The discovery was made by researchers from the IT consulting firm Anthesis Group, Stanford University and TSO Logic, a provider of data center analytics tools, and refers to the idle servers as being “comatose”, Data Center Knowledge reported.

Jonathan Koomey, research fellow at Stanford’s Steyer-Taylor Center for Energy Policy and Finance, and co-author of the report, said a general lack of management oversight was the main reason why around 30 percent of data center servers have not delivered information or computing services in the last six months.

The report estimates that idle IT infrastructure assets are worth around $30 billion, and recommends companies work quickly to eliminate management silos within their organizations. It blames a lack of communication between IT teams is the main reason for this manageme oversight.

“There really needs to be one boss, one team, and one budget,” Koomey told Data Center Knowledge. “We need to change the way the data center is managed.”

If organizations fail to adopt a more centralized approach to IT management, they will find it more difficult to justify the acquisition of new servers, especially when Infrastructure-as-a-Service companies like AWS already offer access to servers as and when organizations need them.

Aaron Rallo, CEO of TSO Logic, said the lack of access to analytics tools was one of the main reasons behind so many servers sitting idle. This lack of access means IT staff have insufficient knowledge about the resources their applications are consuming.

A second problem is that most IT organizations end up overprovisioning their server capacity. Servers are usually paid for with capital budgets, which mean they’re often acquired years before they’re actually needed. However, business projections rarely live up to expectations when compared to the actual capacity IT requires, Rallo said.
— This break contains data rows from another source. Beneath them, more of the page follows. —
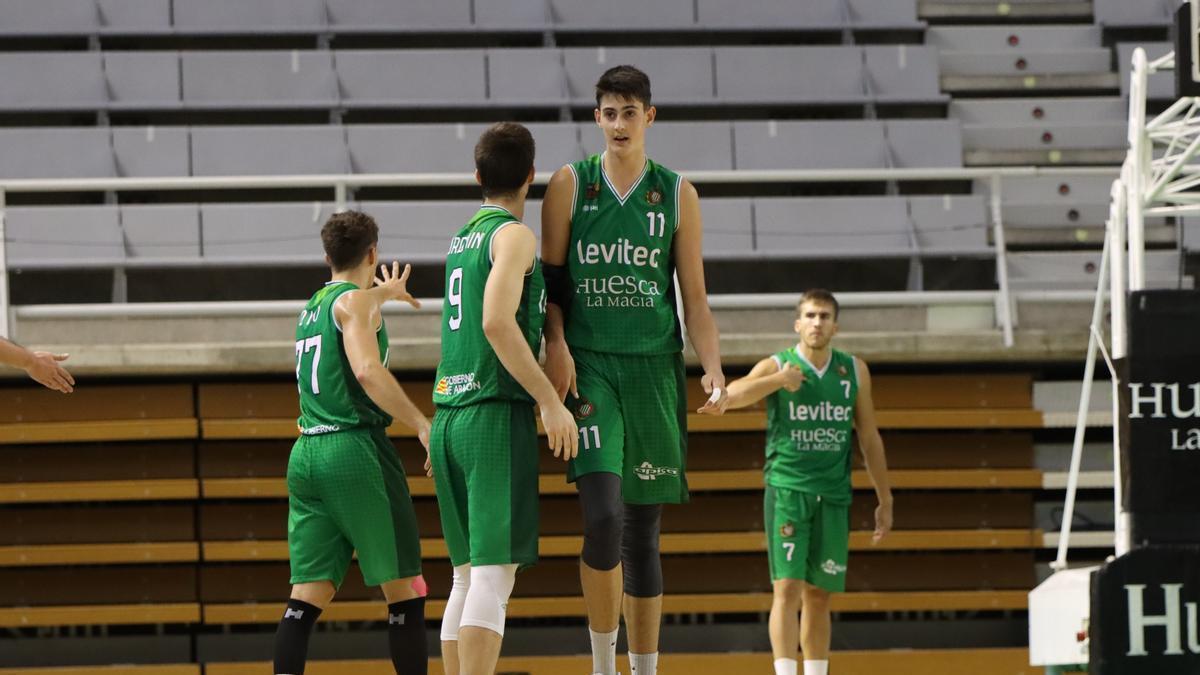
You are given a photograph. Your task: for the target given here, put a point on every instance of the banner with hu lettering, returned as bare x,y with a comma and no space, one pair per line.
1144,613
1161,405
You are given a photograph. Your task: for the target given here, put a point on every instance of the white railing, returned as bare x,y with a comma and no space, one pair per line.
342,184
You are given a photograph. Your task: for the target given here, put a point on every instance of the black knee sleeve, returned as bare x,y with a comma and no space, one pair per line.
640,550
603,518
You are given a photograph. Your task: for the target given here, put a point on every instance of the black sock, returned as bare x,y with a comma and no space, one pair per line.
406,637
292,637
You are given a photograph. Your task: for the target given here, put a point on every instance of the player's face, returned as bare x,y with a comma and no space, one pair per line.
624,123
816,324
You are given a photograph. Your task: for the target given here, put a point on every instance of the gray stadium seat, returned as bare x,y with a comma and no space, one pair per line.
809,144
55,153
256,233
924,143
258,150
418,231
148,151
84,17
243,17
424,77
833,227
294,78
1029,37
142,79
688,145
622,15
1039,111
63,236
951,225
729,228
1162,84
810,15
391,16
1123,13
1057,189
903,73
448,148
1063,136
1079,269
52,81
162,232
526,77
810,75
885,13
678,75
513,15
1062,61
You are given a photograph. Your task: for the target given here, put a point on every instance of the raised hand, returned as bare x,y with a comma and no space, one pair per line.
792,377
562,432
394,284
45,370
718,394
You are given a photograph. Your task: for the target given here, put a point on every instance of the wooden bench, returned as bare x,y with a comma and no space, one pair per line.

To remedy the situation, Rallo says IT organizations must rationalize their application portfolios so they can reduce the number of servers sitting idle and make savings in terms of the number of application licenses they have running on servers that are not actually being used.

Above all else, the data center needs to be thought of as a strategic asset that should be optimized as far as possible, said Koomey. This means mapping out the usage of every server to a specific business process it facilitates.

Of course, that’s easier said than done, and not all organizations will have the capacity to do so. But in the event that organizations make no effort at all to better manage their IT infrastructure, they could end up losing control of their data centers altogether, Koomey said.